Israel's Inflation Expected to Hit Five-Year Low Amid Economic Optimism and Fiscal Concerns
Israel's consumer price index for June, due for release this evening, places the country's financial market at a crossroads of cautious optimism and long-term concern. Following a 0.3% price drop in May and an annual inflation rate of 1.9%, economists predict June will show a further decline of about 0.1%. This negative reading, combined with the "base effect" from last June's 0.3% index, is expected to reduce annual inflation to around 1.5%, the lowest since mid-2021 before the global inflation surge linked to the pandemic and supply chain disruptions.
This inflation rate situates Israel well within the Bank of Israel's target range of 1.0%-2.0%, a notable achievement compared internationally, especially as many countries still struggle with persistent inflation. Ofer Klein, head of economics and research at Harel Insurance and Finance, attributed the decline to lower fuel, clothing, and produce prices. He anticipates inflation will continue to ease toward the lower end of the target range, supporting expectations that the Bank of Israel may resume cutting interest rates, possibly as soon as September. This outlook is expected to boost stocks in real estate, consumer sectors, and smaller companies listed on the Tel Aviv 90 index.
Deeper economic data reinforce this trend, with the Central Bureau of Statistics reporting a sharp drop in companies' price expectations for July, the lowest in five years, and moderate recovery in domestic demand and business activity. However, risks loom beneath the surface. Alex Zvezhinsky, chief economist at Meitav, warned that planned increases in defense spending could undermine fiscal discipline, pushing the deficit from a temporary 3.3% to about 5.5% by year-end and raising Israel's debt-to-GDP ratio. The Bank of Israel projects a 4.2% deficit in 2027, assuming no new wars and strong growth, but this excludes Prime Minister Netanyahu's plan to boost defense budgets by roughly 350 billion shekels over the next decade. This could raise debt ratios from about 70% to 82%-84%, even with continued U.S. aid.
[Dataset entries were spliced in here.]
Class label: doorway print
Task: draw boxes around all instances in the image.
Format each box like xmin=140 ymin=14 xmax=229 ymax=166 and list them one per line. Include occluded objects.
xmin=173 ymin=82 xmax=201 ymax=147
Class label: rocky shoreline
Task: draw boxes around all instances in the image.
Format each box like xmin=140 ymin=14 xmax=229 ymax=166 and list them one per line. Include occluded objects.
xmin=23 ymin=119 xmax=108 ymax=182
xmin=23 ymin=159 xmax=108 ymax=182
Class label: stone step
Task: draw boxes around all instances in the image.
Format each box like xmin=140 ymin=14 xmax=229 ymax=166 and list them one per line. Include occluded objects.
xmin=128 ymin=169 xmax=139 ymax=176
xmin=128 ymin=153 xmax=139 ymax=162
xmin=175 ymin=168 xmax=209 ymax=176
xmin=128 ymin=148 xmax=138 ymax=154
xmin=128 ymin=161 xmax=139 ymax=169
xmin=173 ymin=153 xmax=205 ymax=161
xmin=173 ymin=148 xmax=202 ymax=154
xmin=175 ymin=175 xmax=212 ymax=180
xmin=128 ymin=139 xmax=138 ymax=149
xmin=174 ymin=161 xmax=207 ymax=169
Additionally, the Israeli shekel's recent weakening against the dollar, influenced by geopolitical and political developments, threatens to increase inflation through higher costs of dollar-linked items like overseas travel and imports. In summary, while the upcoming inflation report is expected to provide positive news and ease immediate pressure on interest rates, ongoing fiscal deficits and geopolitical risks will continue to cloud Israel's inflation and monetary policy outlook.